A CONSTRUCTIVE POLICY[ToC]
Guildford, October 29, 1907
I am very sensible of the honour of being called on to reply for the Unionist cause, but I approach the task with some diffidence, not to say trepidation. I feel very conscious that I am not a very good specimen of a party man. It is not that I do not hold strong opinions on many public questions—in fact, that is the very trouble. My opinions are too strong to fit well into any recognised programme. I suffer from an inveterate habit, which is partly congenital, but which has been developed by years spent in the service of the Crown, of looking at public questions from other than party points of view. And I am too old to unlearn it.
For a man so constituted there is evidently only a limited rôle in political life. But he may have his uses all the same, if you take him for what he is, and not for what he is not, and does not pretend to be. If he does not speak with the weight and authority of a party leader, he is at least free from the embarrassments by which a party leader is beset, and unhampered by the caution which a party leader is bound to exercise. He commits nobody but himself, and therefore he can afford to speak with a bluntness which is denied to those whose utterances commit many thousands of other people. And I am not sure whether the present moment is not one at which the unconventional treatment of public questions may not be specially useful, so, whether it be as an independent Unionist or as a friendly outsider—in whichever light you like to regard me—I venture to contribute my mite to the discussion.
Having now made my position clear, I will at once plunge in medias res with a few artless observations. You hear all this grumbling which is going on just now against the Unionist leader. Well, gentlemen, a party which is in low water always does grumble at its leader. I have known this sort of thing happen over and over again in my own lifetime. And the consequence is, it is all like water on a duck's back to me; it makes no impression on me whatsoever. I remember as long back as the late sixties and early seventies the Conservative party were ceaselessly grumbling at Lord Beaconsfield, then Mr. Disraeli, right up to his greatest victory and the commencement of his longest tenure of power—almost up to the moment when he became the permanent idol of the Conservative party. I remember how the Liberals grumbled at Mr. Gladstone from 1873 and 1874 almost up to the opening of the Midlothian campaign. Again, I remember how the Conservatives grumbled at Lord Salisbury from the first moment of his accession to the leadership right up to 1885. I can recall as well as if it were yesterday a young Tory friend of mine—he has become a distinguished man since, and I am not going to give him away—telling me, who was at that time a Liberal, in the year of grace 1883 or 1884, that it was absolutely hopeless for the Tory party ever to expect to come back into power with such a leader as Lord Salisbury. He called him a "Professor." He said, "No doubt he is a very able man and an excellent speaker, but he is a man of science. He has no popular gifts whatever. There is not a ghost of a chance of a Conservative victory so long as he is in command." Yet that was not more than two years before Lord Salisbury commenced a series of Premierships which kept him, for some thirteen and a half years out of seventeen, at the helm of the State.

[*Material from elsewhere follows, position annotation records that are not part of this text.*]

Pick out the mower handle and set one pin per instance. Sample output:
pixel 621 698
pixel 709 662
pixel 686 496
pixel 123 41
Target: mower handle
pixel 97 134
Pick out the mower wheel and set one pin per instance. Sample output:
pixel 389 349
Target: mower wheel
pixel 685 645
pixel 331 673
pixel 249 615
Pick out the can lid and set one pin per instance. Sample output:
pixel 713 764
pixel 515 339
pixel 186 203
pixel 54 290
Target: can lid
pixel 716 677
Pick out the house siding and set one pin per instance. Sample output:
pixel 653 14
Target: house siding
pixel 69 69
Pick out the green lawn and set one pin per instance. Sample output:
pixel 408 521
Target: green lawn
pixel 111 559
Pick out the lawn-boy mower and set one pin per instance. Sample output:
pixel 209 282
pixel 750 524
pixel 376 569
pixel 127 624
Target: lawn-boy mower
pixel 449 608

With all these experiences to look back upon it is really impossible for me to be much affected by the passing wave of dissatisfaction with Mr. Balfour. Men of first-rate ability and character are rare. Still rarer are men who, having those qualities, also have the knack of compelling the attention and respect even of a hostile House of Commons. When a party possesses a leader with all these gifts, it is not likely to change him in a hurry.
But if I refuse to take a gloomy view of the Unionist leadership, I must admit that I am not altogether an optimist about the immediate prospects of Unionism. There is no doubt a bright side to the picture as well as a less encouraging one. The bright side, from the party point of view, is afforded by the hopeless chaos of opinion in the ranks of our opponents—by the total absence of any clear conviction or definite line whatever in the counsels of the Government, which causes Ministers to dash wildly from measure to measure in endeavouring to satisfy first one section and then another section of their motley following, and which prevents them from ever giving really adequate attention to any one of their proposals.
I am not speaking of Ministers individually. Granted that some of them have done excellent work at the heads of their several departments—I think it would not be fair to deny that. I am thinking of their collective policy, and especially of their legislative efforts. For monuments of clumsy opportunism, commend me to the legislative failures, and, for the matter of that, to most of the legislative achievements, of the last two years.